# Wether with big squishy knees.....



## SDBoerGoats (Jun 20, 2012)

Ok, so as if this week has not been enough so far, baby trying to die on me, grandsons' horse extremely lame, NOW when the kids get their wethers out for their showmanship clinic, I see one of the wethers has big knees. One is larger than the other, and they are soft and squishy like they have fluid in them. What on earth could cause this? 

He gets turned out daily to browse on the hill, other than that he is in a safe pen. They get Boer Goat Developer free choice and good minerals. Grass hay. He is about 80 pounds, but not a fat overweight goat. Does not seem to bother him at all. I am concerned this is going to hurt him when he is shown.


----------



## crazyland (Jun 20, 2012)

Do you think perhaps he twisted it, causing a sprain, while he was out playing?


----------



## ksalvagno (Jun 21, 2012)

There is someone else on another forum having this same exact problem. So far she hasn't come back with an answer if she went to the vet or not. I would say take him to the vet.


----------



## SDBoerGoats (Jun 21, 2012)

Really? It would be interesting to know what she might get back as feed back! He is in no pain, and it is soft and squishy, like there is fluid in there. The lady that came to do the goat clinic yesterday asked me if any of my goats had CAE, and I said absolutely not, I do know that much, cause they were just tested. But also, his knees aren't hard, they are soft and spongy. I have a call into my vet right now. I was wondering if it could be because he is on Developer as he is a market goat. I know sometimes years ago, halter horses uses to get big knees as babies from being pushed too much to grow fast. We are not trying to push him, just feed the recommended amount of feed.


----------



## 20kidsonhill (Jun 21, 2012)

I heard someone talking abaout this on another forum as well, but their vet diagnosed it as nothing to worry about,(can't remember the exact name) and the swelling would eventually reabsorb. The only time they try to drain the fluid is if it causes lameness. It is apparrantly something that can occur in younger goats, so far the goats I have heard about having it were all males. 4 to 6 months of age. I had someone contact me about a buck they have that has one front  knee filling with fluid, just the other day. 
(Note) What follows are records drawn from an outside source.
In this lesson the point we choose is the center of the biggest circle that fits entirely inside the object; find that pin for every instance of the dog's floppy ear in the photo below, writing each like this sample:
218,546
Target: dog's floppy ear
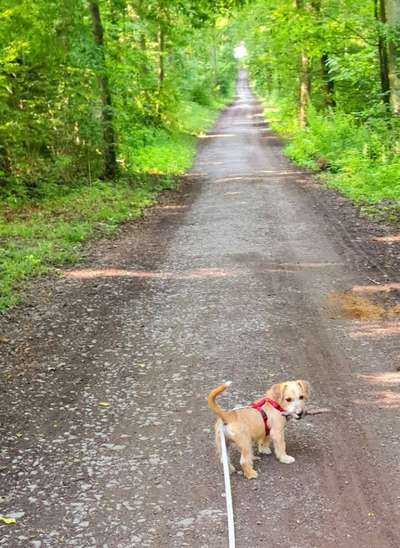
277,391
305,386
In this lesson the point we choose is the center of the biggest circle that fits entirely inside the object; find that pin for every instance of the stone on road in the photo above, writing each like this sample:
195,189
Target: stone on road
106,437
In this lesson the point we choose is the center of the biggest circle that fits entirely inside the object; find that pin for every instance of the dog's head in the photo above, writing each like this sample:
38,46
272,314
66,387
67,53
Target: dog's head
291,396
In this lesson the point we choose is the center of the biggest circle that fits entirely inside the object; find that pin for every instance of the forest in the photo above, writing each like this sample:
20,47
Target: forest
101,102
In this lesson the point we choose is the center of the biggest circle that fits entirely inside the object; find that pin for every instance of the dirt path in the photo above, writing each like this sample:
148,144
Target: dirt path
106,437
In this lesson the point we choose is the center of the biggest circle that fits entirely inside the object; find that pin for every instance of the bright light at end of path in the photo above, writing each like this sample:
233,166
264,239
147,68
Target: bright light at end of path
240,51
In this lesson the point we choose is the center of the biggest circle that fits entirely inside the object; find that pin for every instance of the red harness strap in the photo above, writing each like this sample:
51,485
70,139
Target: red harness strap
258,406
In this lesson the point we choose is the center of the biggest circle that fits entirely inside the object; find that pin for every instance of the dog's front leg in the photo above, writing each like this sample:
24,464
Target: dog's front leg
278,438
263,446
246,461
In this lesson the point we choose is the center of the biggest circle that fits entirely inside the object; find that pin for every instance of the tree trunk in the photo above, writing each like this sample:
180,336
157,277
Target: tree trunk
161,45
380,15
328,83
305,88
5,164
305,74
393,19
110,157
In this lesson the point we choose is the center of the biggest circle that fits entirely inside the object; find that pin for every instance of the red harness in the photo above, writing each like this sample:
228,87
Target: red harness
258,406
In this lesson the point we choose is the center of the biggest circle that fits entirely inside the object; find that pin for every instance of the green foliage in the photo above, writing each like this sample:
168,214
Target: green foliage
350,135
51,232
167,66
157,56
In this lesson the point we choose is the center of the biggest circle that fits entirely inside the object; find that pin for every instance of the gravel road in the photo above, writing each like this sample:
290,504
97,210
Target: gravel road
246,274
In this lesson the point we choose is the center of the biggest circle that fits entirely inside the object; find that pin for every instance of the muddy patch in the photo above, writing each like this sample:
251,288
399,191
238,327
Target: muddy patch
351,305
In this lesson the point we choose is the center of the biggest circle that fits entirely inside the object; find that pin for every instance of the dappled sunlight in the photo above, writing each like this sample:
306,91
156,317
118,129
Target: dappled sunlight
257,115
388,395
208,163
389,239
376,330
384,378
281,172
376,288
199,273
171,206
215,135
385,399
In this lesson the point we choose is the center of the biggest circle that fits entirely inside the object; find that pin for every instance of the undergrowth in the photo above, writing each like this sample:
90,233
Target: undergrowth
358,157
48,227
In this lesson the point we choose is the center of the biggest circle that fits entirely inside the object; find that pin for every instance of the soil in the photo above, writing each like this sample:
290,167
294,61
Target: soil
106,437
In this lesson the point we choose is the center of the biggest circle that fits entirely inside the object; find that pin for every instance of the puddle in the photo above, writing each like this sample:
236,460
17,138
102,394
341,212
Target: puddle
349,305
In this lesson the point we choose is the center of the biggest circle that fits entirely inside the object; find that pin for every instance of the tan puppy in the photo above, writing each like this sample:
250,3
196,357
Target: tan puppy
245,426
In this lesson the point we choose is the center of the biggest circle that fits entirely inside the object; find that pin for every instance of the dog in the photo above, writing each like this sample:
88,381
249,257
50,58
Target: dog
262,423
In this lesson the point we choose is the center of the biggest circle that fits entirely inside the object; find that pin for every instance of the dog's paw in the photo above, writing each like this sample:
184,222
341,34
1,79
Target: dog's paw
287,459
251,475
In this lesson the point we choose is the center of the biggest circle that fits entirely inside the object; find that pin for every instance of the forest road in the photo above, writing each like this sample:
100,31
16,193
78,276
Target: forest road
106,438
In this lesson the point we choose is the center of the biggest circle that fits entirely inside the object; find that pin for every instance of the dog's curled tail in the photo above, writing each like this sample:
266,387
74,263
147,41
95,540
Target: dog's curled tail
212,404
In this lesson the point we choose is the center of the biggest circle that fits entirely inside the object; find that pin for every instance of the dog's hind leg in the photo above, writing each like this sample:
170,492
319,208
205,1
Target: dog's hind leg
218,425
264,446
246,459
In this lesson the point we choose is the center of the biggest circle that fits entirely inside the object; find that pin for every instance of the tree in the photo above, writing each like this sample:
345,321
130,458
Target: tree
110,157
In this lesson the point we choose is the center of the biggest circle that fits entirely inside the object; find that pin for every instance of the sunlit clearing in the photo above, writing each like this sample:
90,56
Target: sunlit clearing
240,51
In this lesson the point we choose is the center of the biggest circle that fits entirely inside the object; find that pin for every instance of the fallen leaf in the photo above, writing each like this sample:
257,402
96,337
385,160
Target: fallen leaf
7,520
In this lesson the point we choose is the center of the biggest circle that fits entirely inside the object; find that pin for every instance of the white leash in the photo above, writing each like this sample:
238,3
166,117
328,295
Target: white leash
228,493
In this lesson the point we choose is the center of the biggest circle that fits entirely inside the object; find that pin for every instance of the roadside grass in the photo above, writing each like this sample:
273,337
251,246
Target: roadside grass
359,158
48,231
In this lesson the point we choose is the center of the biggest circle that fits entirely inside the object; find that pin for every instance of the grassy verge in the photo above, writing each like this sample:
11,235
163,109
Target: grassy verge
48,231
360,158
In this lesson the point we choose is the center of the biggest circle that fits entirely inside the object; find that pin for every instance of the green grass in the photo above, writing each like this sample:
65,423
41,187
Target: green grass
36,237
50,230
162,150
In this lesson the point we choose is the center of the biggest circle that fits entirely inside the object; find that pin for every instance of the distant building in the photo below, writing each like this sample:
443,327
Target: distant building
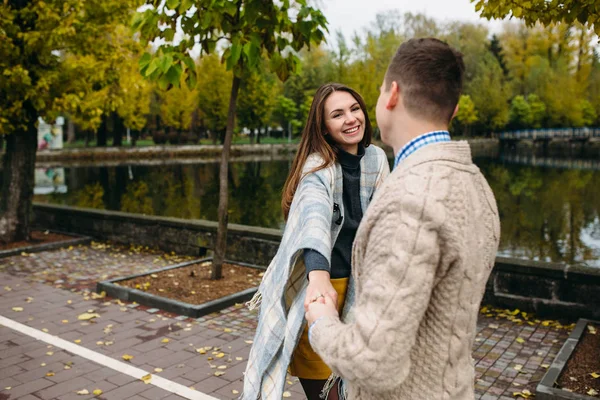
50,136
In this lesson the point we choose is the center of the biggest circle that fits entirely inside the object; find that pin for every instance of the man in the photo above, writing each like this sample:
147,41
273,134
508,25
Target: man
424,249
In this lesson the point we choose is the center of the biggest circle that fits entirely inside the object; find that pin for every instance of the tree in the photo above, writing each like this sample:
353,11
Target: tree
490,94
285,111
250,30
214,82
111,90
546,12
537,109
178,106
36,36
467,114
257,101
520,113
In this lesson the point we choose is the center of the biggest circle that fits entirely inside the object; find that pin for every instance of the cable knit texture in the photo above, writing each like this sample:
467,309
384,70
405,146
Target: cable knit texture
422,256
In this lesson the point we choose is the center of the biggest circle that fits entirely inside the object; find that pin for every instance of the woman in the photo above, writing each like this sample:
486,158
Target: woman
330,185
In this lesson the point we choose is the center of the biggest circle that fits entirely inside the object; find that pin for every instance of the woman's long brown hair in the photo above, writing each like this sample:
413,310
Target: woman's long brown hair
316,140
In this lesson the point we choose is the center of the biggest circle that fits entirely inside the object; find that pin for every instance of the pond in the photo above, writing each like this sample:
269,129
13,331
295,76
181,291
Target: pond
549,206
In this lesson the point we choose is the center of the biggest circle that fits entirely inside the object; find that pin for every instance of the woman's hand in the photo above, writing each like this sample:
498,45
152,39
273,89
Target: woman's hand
323,307
319,286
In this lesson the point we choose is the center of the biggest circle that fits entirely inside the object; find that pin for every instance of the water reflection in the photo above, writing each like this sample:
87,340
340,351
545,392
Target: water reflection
547,214
188,191
548,207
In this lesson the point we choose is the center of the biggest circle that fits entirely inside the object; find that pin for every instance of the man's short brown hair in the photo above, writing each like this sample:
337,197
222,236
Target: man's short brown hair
429,74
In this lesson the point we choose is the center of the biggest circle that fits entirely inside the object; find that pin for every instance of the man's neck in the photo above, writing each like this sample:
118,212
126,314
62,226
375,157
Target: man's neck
408,130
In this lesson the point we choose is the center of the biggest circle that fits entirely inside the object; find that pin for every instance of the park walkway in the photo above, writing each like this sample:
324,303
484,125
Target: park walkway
47,352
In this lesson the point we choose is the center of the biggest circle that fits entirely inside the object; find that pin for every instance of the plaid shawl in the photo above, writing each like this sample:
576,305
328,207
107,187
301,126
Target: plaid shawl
311,225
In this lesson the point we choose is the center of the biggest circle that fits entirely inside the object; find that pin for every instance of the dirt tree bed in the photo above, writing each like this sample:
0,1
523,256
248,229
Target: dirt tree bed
192,284
585,361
Not sure what to tell you about showing him.


----------



## 20kidsonhill (Jun 21, 2012)

This is some people's comments about the swollen knees. I deleted everyones names.  But this is pretty much what I have read and heard from several people, although we have never had one do this.



Originally poster:

 We've got a 6 week old wether with swollen and fluid filled front knee joints. He doesn't seem to be affected by it. They aren't painful and he isn't limping or anything. Any thoughts or suggestions? He appears to be beebopin' along, singin' a song like there's nothing wrong.

Like   Follow Post  January 14 at 11:30pm



These are some of the replies:
 I have had kids get this. Usually a little later than 6 weeks but, it will eventually go away. May take a few months. Don't have it drained unless it becomes a physical problem for him. Dawn Steward's Tank had this at Nationals when he was 4 months old and you know how he turned out.
January 14 at 11:35pm  Like  1.



 we are going to see what happens. Gwen is up in the air as to whether to take him to the Vet. He looks real good and if we sell him as a show wether we may have to sell him at a discount.
January 14 at 11:39pm  Like.



 Hear you on selling him. I had one drain by itself when the kid hit it and within a day it was filled back up. Coni can tell you exactly what this is. I just forget the "correct" term for it. Give her a call before you spring for the vet bill.
January 14 at 11:43pm  Like.



 will try to call her tomorrow afternoon. Thanks!
January 14 at 11:46pm  Like.



 Good luck with him.
January 14 at 11:46pm  Like.



 I had a doe that did that too. It finally just went away. Mine was a little older when she got it. They say it's more common in fast growing kids. Name of it???? Starts with an h I think!
January 15 at 12:02am via mobile  Like  1.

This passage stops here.